By January the bombing slowed and there were rumors that the Russians were freeing the Jews. “Imagine first going out from the dark. It was so bright from the light reflecting on the snow that I couldn’t see. But I could smell. It was smell of death.”

With no way to find out who had survived, Agnes just waited. She was playing outside one day when her father walked up. He was “skin and bones” after managing to survive in a Swedish diplomat’s home, Raoul Wallenberg.

Agnes and her father returned to their home, where they found another family living there. They shared the space for a short time, while the family looked for a new home.
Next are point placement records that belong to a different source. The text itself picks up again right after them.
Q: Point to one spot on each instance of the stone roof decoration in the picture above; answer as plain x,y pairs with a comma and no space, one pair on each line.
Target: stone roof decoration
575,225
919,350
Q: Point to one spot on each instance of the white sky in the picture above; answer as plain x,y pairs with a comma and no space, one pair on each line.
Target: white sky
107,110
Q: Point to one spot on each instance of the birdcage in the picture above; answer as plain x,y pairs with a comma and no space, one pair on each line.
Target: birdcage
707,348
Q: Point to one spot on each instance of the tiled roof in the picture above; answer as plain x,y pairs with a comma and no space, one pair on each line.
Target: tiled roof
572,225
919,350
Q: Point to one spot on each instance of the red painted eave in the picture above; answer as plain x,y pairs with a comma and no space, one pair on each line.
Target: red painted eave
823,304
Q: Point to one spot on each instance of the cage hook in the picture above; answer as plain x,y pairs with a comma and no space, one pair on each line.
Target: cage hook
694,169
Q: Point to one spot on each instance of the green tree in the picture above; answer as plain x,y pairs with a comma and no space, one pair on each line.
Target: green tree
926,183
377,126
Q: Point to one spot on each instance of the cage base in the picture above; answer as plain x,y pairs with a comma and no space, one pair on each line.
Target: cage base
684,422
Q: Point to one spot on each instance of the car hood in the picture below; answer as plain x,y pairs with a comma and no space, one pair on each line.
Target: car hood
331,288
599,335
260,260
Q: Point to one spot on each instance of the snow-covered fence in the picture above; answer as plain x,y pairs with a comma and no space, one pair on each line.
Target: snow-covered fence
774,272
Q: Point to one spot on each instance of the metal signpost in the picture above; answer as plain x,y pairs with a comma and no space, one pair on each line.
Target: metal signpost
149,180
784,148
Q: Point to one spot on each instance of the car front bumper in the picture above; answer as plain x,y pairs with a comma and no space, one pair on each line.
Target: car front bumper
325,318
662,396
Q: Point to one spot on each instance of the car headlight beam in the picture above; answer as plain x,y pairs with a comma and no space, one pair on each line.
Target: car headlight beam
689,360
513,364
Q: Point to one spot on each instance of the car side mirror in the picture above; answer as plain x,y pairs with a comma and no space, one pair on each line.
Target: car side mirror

Her father got his business back, and she started back at gymnasium, all while searching for what had happened to the rest of their family.

The deportee trains coming back, and Agnes and her father kept looking for her mother, hearing horror stories from emaciated, broken down Jews.

They eventually found out that Agnes’s grandmother ended up in ghetto, together with her aunt, where people were dying of starvation and illness. “But that wasn’t fast enough for Nazis because they knew war was ending.”

At night took them all to the Danube river and wired them together so that with one bullet, they could kill several people. “It’s no longer a beautiful blue river; it is still red with all the blood that was shot into it.”

Agnes’s father later heard from a woman who came to his store that she was In Bergen Belson with his wife, who had died in her arms.

“The pivotal point of my life was having lost my mother.”

Agnes and her father got in touch with American relatives and came to Chicago in 1947. Julia saw them off at railroad station and gave Agnes a little ring as a memento that she continues to cherish.”

Life in America didn’t live up to either one of their expectations. Agnes struggled to find her place in her American relatives’ home, and her father never adjusted. He spent time in isolation after contracting tuberculosis, and once he was well, he did not have the strength to assimilate into the American culture. He returned to Europe, leaving Agnes to live in America with her aunt and uncle.

Agnes eventually finished high school, married at 18 and has three children, four grand children and four great grandchildren. Julia was recognized as a Righteous Gentile at Yad V’Shem. She says, “How lucky I am to be here at 81 to tell you my story.”